I am trying to solve a performance issue with a traversal and have tracked it down to the order().by()
step. It seems that order().by()
greatly increases the number of statement index ops required (per the profiler) and dramatically slows down execution.
A non-ordered traversal is very fast:
g.V().hasLabel("post").limit(40)
execution time: 2 ms
index ops: 1
Adding a single ordering step adds thousands of index ops and runs much slower.

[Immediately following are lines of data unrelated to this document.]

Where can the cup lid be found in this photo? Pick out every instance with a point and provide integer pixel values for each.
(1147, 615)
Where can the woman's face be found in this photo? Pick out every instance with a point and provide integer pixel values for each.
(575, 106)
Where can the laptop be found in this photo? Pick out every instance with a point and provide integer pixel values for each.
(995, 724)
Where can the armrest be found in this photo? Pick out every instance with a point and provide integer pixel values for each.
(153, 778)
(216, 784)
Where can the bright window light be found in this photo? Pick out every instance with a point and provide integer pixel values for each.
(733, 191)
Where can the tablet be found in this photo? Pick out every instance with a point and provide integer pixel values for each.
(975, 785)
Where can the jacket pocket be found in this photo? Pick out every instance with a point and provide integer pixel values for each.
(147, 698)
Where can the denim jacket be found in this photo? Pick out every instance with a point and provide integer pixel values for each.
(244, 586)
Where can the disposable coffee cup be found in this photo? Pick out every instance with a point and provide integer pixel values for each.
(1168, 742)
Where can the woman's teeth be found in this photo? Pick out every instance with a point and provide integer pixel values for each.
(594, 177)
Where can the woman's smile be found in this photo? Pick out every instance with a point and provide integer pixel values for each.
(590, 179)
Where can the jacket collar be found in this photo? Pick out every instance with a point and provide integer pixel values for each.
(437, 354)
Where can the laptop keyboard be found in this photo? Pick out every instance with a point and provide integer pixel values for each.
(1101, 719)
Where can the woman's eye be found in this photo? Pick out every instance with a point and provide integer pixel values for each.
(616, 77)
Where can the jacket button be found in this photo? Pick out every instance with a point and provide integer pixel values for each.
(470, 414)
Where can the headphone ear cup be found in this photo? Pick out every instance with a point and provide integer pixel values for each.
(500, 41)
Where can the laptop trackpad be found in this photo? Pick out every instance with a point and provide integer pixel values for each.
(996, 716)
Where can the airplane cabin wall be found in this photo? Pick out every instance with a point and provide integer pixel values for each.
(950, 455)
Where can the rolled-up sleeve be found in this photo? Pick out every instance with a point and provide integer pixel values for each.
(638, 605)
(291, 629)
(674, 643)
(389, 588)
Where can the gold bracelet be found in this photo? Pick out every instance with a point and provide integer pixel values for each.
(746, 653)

g.V().hasLabel("post").order().by("createdDate", desc).limit(40)
execution time: 62 ms
index ops: 3909
Adding a single filtering step adds thousands more index ops and runs even slower:
g.V().hasLabel("post").has("isActive", true).order().by("createdDate", desc).limit(40)
execution time: 113 ms
index ops: 7575
However the same filtered traversal without ordering runs just as fast as the original unfiltered traversal:
g.V().hasLabel("post").has("isActive", true).limit(40)
execution time: 1 ms
index ops: 49
By the time we build out the actual traversal we run in production there are around 12 filtering steps and 4 by()
step-modulators causing the traversal to take over 6000 ms to complete with over 33000 index ops. Removing the order().by()
steps causes the same traversal to run fast (500 ms).
The issue seems to be with order().by()
and the number of index ops required to sort. I have seen the performance issue noted here but adding barrier()
did not help. The traversal is also fully optimized requiring no Tinkerpop conversion.
I am running engine version 1.1.0.0 R1. There are about 5000 post
vertices.
How can I improve the performance of this traversal?